Rep. Brian Higgins, who represents our district, said he credits an “engaged, enraged and educated” community with the sentencing decision.
In April 2014, Tonawanda Coke appealed the sentence and community service projects. It will be six months to one year before we receive our funding and it is also possible the judges ruling will be reversed in appeals court.
Regardless of this delay, we are wasting no time.
Today, we are working out the final details of our summer 2014 projects and continue to remain vigilant against a company that is still operating with a history of committing serious environmental crimes. Additionally, besides violating the Clean Air Act, in 2010, Tonawanda Coke violated the Clean Water Act too. In the same year, the Environmental Protection Agency issued an order against the company for discharging cyanide in excess of their permit.
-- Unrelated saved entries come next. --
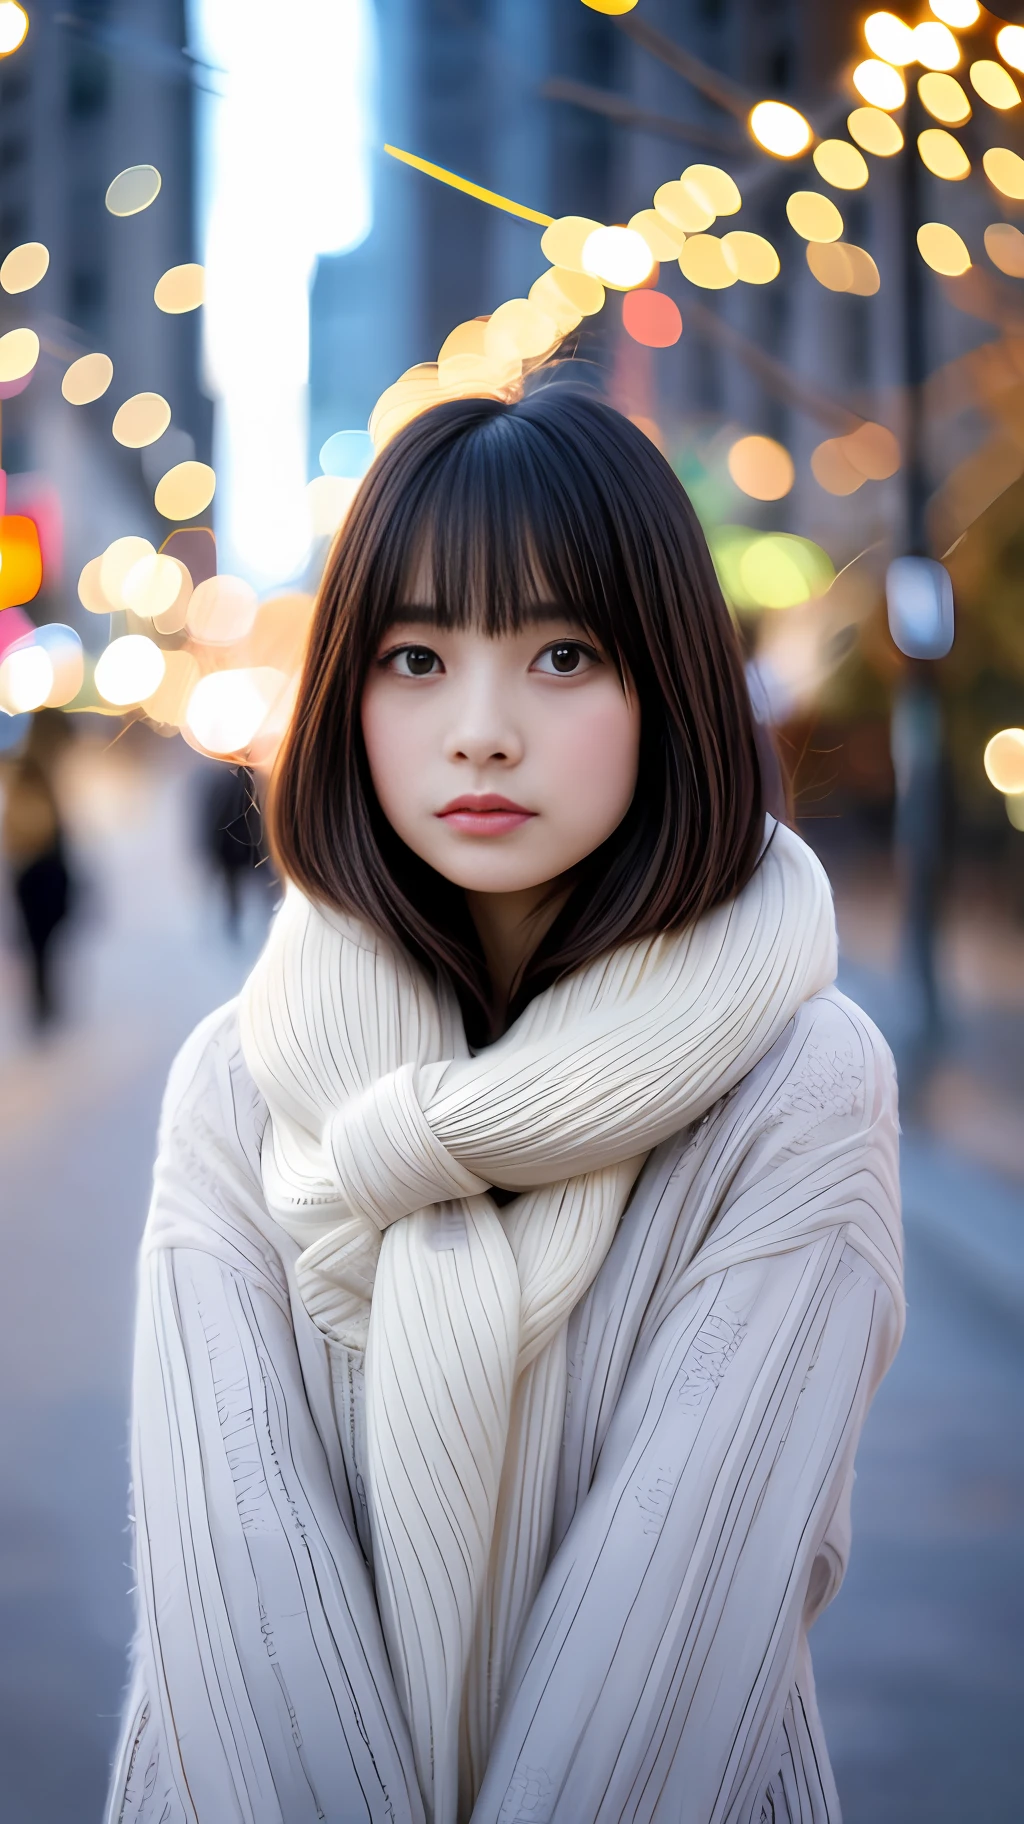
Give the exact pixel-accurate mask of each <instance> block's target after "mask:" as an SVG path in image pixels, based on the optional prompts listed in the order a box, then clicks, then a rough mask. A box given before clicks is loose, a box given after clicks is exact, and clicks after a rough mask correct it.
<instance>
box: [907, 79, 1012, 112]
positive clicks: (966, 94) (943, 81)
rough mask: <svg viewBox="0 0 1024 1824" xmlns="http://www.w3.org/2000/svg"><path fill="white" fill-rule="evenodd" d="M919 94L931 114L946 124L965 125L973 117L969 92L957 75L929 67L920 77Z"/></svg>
mask: <svg viewBox="0 0 1024 1824" xmlns="http://www.w3.org/2000/svg"><path fill="white" fill-rule="evenodd" d="M1004 75H1006V71H1004ZM1008 80H1009V77H1008ZM918 95H920V98H922V104H924V106H925V108H927V111H929V115H933V117H935V120H944V122H946V126H964V124H966V122H967V120H969V119H971V104H969V100H967V93H966V89H962V88H960V84H958V82H956V77H944V75H942V71H938V69H927V71H925V73H924V77H918Z"/></svg>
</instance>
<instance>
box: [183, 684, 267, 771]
mask: <svg viewBox="0 0 1024 1824" xmlns="http://www.w3.org/2000/svg"><path fill="white" fill-rule="evenodd" d="M283 684H285V679H283V675H281V671H274V669H270V668H266V666H257V668H248V669H237V671H235V669H232V671H212V673H210V675H208V677H204V679H199V684H197V686H195V689H193V691H192V697H190V699H188V708H186V722H188V728H190V730H192V733H193V737H195V741H197V742H199V746H201V748H204V750H206V751H208V753H241V751H245V750H246V748H248V746H250V744H252V741H254V739H256V735H257V733H259V730H261V726H263V722H265V720H266V717H268V713H270V708H272V704H274V700H276V697H277V695H279V693H281V688H283Z"/></svg>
“Citizens of this community are entitled to breathe clean air and drink clean water, explained Judge William Hochul, United States Attorney for the Western District of New York. “Their conduct (Tonawanda Coke) was especially egregious.”
My neighbors and I, now calling ourselves Citizen Science Community Resources, believe in our right to live, work and play in a safe and clean environment. We have already won a major battle against a company with a “catch me if you can” attitude. Our fight has taken 10 years thus far and we continue to stay committed to the journey for as long as it takes.